]
Sebastian Łaskawiec closed ISPN-6402.
-------------------------------------
Default GMS.join_timeout is too long
------------------------------------
Key: ISPN-6402
URL:
https://issues.jboss.org/browse/ISPN-6402
Project: Infinispan
Issue Type: Task
Components: Core, Server, Test Suite - Server
Reporter: Dan Berindei
Assignee: Dan Berindei
Priority: Minor
Fix For: 8.2.1.Final, 9.0.0.Alpha1, 9.0.0.Final
{{GMS.join_timeout}} is used by JGroups for two purposes:
# Wait for {{FIND_INITIAL_MBRS}} responses. If other nodes are running, but they
don't answer within {{join_timeout}} ms, the node will start a new partition by
itself.
# If no other nodes are running when the request is sent, but another node starts and
sends its own discovery request within {{join_timeout}}, the initial cluster view will
contain both nodes, but this isn't really useful in Infinispan (we have
{{gcb.transport().initialClusterSize()}} instead).

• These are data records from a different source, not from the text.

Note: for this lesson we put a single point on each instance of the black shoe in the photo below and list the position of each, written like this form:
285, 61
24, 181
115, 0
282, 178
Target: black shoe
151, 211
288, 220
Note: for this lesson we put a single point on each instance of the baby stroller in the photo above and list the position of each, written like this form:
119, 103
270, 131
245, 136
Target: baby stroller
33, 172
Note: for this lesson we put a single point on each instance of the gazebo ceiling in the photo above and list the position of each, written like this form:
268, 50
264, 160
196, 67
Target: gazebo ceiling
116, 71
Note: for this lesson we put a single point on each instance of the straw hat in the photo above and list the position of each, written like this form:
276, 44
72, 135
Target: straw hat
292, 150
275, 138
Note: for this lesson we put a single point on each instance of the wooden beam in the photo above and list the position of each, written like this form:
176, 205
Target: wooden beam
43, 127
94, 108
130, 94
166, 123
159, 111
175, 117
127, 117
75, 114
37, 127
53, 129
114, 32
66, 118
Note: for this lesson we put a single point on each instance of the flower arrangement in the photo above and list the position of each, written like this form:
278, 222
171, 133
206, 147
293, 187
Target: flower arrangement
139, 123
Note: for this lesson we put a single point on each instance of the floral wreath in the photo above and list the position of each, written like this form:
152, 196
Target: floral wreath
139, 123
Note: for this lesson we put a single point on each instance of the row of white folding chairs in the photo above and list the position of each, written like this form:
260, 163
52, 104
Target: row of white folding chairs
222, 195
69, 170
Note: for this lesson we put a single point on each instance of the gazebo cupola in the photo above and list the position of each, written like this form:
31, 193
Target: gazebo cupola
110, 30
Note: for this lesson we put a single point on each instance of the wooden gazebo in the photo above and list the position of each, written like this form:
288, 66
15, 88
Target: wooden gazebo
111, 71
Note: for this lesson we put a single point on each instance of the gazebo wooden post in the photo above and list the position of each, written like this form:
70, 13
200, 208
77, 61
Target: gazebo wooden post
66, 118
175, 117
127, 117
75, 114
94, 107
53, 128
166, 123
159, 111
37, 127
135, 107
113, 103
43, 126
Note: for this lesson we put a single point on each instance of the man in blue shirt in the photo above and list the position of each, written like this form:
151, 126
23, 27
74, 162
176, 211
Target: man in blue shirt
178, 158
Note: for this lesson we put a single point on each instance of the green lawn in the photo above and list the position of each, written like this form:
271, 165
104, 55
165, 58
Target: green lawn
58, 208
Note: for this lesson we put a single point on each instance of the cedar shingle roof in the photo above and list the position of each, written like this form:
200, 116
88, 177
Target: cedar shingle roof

# Once a coordinator is located, the node sends a join request and waits for a response
for {{join_timeout}} ms. After a timeout, the node re-sends the join request (up to a
maximum of {{max_join_attempts}}, which defaults to 10).
The default {{GMS.join_timeout}} in Infinispan is 15000, vs. 2000 in JGroups (actually
3000 in {{GMS}} itself, but 2000 in the example configurations).
The higher timeout will only help us when a node is running, but it's inaccessible
(e.g. because of a long GC) at the exact time a node is joining. I'd argue that
applications that can tolerate multi-second pauses would be better served by
{{gcb.transport().initialClusterSize(2)}} and/or an external discovery mechanism (e.g.
{{FILE_PING}}, or something based on the WildFly domain controller). For most
applications, the current default means just a 15s delay every time the cluster is
(re)started.
In particular, because our integration tests use the default configuration, it means a
delay of 15s for every test that starts a cluster.